Questo concetto della democrazia negoziale è la cifra della nuova politica di Confindustria. A Bonomi non basta la democrazia borghese tradizionale, quella per cui il parlamento “democraticamente eletto” (con leggi elettorali più o meno truffaldine, coi mezzi di informazione in mano ai capitalisti, coi mille strumenti di condizionamento e controllo della classe lavoratrice, dalle burocrazie sindacali al clero sino ai partiti borghesi, che son tutti sul libro paga dei padroni, come rivelano i loro stessi bilanci) esprime a sua volta il governo quale comitato d'affari della borghesia. No, Bonomi non si accontenta di soluzioni ordinarie. Vuole tenere il governo borghese sotto pressione, sottoporlo alla propria vigilanza, costringerlo a un rapporto vincolante e quotidiano con le richieste di Confindustria. Cui non basta un proprio governo, vuole anche dettargli direttamente il passo, i tempi, la direzione di marcia (gli «impegni decennali»), ben oltre i limiti della legislatura. In altri termini, vuole commissariare l'esecutivo. Quello di oggi e di domani.

Non è una petizione casuale. È in arrivo una massa gigantesca di risorse finanziarie di provenienza europea che Confindustria vuole intascare. Ma soprattutto avanza la più grande crisi del dopoguerra che scuote il capitalismo italiano come nessun altro in Europa. E Confindustria chiede infatti misure di guerra.

Confindustria chiede un impegno decennale nella riduzione del debito pubblico (gonfiato dai trasferimenti alle imprese, dalle garanzie statali sui crediti alle imprese, dai continui tagli di tasse ai capitalisti, oltre che dalla profonda recessione), e per questo denuncia una spesa sociale troppo sbilanciata sulla spesa previdenziale. Colpire la spesa per le pensioni è dunque il primo impegno decennale che Confindustria chiede al governo; la condizione per incassare la fiducia di banche e assicurazioni che investono sui titoli pubblici, tenere bassi gli interessi, ottenere finanziamenti a buon mercato.
Confindustria chiede l'abbattimento del costo del lavoro: taglio del cuneo fiscale a vantaggio delle imprese, e a carico della fiscalità generale (dunque dei lavoratori); cancellazione definitiva delle causali sui contratti a termine, visti da ora in poi come unica vera forma contrattuale e la via più agile per i licenziamenti; taglio delle ferie in agosto e massima flessibilità degli orari per recuperare produttività, ordini e commesse; distruzione annunciata di un milione e mezzo di posti di lavoro (secondo cifre confindustriali); ammortizzatori a più basso costo (“basta finanziamenti a pioggia” a sostegno del reddito) per liberare altri miliardi a favore dei profitti.

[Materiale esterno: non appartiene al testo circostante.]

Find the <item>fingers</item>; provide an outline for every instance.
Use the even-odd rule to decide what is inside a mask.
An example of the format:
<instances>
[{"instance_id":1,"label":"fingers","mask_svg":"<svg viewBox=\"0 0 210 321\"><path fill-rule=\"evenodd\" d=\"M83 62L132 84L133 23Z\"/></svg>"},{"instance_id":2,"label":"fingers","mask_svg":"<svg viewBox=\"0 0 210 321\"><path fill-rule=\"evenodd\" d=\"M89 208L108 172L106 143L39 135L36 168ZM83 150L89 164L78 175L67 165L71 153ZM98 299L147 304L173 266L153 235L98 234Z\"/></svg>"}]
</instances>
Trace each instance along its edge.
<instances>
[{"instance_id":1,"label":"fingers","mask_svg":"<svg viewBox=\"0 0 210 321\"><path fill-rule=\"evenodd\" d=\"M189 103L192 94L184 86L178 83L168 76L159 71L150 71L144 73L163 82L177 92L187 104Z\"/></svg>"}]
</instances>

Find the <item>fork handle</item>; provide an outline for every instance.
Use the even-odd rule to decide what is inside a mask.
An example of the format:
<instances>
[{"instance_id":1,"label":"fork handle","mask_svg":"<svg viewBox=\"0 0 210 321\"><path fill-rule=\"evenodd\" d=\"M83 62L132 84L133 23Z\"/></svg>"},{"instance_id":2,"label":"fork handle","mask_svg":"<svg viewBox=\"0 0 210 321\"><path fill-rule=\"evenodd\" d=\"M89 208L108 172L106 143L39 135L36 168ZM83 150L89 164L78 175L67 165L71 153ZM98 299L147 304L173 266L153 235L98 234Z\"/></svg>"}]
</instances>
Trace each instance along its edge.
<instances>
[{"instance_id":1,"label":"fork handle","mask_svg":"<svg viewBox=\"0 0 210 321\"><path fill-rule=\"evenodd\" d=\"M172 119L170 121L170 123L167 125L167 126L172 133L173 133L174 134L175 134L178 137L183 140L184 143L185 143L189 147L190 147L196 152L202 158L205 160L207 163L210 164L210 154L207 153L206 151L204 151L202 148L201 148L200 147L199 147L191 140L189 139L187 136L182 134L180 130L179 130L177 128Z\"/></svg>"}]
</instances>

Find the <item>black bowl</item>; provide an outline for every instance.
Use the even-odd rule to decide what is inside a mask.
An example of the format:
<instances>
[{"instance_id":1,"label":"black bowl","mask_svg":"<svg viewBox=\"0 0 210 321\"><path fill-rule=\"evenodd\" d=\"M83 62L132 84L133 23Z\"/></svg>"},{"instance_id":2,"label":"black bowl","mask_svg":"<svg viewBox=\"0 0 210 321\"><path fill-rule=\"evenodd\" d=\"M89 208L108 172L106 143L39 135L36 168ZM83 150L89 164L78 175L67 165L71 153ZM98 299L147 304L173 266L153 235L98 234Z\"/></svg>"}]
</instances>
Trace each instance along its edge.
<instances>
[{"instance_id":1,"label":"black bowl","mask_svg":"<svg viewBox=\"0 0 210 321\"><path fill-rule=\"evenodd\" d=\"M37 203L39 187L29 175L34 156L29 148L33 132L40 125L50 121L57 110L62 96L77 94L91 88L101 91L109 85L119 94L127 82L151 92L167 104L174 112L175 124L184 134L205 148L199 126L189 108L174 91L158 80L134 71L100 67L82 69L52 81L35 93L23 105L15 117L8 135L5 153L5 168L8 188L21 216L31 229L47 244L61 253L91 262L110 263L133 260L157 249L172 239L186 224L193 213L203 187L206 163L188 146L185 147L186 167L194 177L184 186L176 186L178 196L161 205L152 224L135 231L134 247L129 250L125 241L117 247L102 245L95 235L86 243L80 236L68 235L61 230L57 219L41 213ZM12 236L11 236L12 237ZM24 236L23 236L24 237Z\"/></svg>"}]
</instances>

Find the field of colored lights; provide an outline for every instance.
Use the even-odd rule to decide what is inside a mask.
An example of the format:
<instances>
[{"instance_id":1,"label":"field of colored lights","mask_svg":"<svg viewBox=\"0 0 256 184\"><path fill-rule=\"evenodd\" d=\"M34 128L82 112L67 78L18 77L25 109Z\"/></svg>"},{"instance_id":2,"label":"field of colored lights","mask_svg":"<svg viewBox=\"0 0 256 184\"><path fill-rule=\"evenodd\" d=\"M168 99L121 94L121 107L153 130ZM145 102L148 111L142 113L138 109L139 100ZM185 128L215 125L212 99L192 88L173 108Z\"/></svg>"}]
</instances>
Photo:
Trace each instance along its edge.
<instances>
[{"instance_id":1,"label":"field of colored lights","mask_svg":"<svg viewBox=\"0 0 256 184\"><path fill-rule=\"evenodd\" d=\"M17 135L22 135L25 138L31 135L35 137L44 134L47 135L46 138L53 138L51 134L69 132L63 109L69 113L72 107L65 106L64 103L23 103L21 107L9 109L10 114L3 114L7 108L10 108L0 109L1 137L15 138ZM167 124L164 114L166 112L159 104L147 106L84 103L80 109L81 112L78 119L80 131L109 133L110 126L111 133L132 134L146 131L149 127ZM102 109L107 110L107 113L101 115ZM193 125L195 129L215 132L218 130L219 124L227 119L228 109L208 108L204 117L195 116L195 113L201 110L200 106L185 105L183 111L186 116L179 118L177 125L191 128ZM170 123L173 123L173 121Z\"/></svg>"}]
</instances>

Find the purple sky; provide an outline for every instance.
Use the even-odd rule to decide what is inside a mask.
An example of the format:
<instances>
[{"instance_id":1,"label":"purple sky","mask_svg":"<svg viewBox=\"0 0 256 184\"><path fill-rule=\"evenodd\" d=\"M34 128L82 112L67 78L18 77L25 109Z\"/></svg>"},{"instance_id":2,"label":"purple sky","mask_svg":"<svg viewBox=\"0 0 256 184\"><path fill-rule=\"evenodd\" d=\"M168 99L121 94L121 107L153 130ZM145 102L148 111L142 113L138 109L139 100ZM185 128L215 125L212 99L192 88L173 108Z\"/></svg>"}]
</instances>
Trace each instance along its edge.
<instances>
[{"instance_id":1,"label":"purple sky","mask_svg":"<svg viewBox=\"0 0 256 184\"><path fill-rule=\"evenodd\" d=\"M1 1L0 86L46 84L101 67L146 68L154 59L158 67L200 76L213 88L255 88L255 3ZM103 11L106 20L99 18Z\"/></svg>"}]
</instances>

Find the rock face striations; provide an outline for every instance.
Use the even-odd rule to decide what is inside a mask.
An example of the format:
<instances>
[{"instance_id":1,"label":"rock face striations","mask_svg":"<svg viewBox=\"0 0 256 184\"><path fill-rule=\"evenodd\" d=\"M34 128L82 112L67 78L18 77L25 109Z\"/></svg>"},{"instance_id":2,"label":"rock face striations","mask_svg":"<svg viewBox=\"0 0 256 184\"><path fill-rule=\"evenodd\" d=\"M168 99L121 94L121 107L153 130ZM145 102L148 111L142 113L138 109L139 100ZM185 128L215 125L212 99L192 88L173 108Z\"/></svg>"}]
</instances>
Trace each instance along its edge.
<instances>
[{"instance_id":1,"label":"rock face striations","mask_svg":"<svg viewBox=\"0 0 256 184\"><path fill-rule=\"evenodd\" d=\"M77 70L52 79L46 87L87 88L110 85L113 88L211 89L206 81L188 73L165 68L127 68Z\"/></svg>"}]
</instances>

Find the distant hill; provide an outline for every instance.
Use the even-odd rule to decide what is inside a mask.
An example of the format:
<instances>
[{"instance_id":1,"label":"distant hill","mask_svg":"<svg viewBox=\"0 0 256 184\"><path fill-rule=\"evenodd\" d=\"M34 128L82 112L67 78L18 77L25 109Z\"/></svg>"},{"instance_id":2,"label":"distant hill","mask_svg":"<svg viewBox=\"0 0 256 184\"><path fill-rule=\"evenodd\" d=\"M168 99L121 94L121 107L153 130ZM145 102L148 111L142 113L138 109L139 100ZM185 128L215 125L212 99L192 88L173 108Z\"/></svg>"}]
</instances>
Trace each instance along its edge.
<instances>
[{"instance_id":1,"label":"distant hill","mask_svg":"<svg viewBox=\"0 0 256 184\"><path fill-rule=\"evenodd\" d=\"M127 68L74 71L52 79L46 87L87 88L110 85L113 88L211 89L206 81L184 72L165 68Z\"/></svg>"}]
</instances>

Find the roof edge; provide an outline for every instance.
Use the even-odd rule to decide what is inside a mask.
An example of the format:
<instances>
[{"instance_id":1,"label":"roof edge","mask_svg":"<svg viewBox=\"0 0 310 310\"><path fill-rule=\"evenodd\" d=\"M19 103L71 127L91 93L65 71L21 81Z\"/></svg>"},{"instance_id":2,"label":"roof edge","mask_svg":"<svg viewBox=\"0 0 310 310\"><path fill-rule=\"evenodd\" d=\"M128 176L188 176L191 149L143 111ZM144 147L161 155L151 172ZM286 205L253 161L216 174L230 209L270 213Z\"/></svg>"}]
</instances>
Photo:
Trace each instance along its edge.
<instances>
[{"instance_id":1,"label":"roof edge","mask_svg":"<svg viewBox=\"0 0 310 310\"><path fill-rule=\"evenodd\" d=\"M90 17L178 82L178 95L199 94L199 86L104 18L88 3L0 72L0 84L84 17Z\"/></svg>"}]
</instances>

Perché la pioggia di miliardi è produttiva se ingrassa i capitalisti, è assistenziale se sorregge i disoccupati, tra i quali i licenziati dai capitalisti. Questo è il secondo impegno decennale.

Ma Confindustria non si avventura da sola su questa linea d'attacco. Non segue la linea Marchionne del 2010-2011, quella dello scontro frontale con la FIOM e la CGIL. Al contrario. Prova a coinvolgere la CGIL nella «democrazia negoziale», ad assorbirla nella «solida cornice di impegni decennali»: Bonomi offre a Landini un posto al tavolo della concertazione, in cambio della sua funzione di ammortizzatore e controllore delle possibili resistenze della classe al programma confindustriale. “Non è il momento del conflitto, è il momento della mediazione sociale” ha replicato prontamente Landini, mostrando di aver colto e raccolto il segnale. La direzione è chiara: l'emergenza della grande crisi sospinge l'unità nazionale tra padroni e burocrazie, dove i padroni guidano e i burocrati seguono. Come sempre.

Rompere il patto sociale in gestazione, unire l'azione delle forze d'avanguardia attorno a una piattaforma indipendente, portare la piattaforma di lotta tra le masse per costruire un grande fronte unico di mobilitazione e resistenza, costruire nella lotta una direzione alternativa del movimento operaio e sindacale: sono i compiti dell'avanguardia di classe nella prova di forza che si prepara in autunno.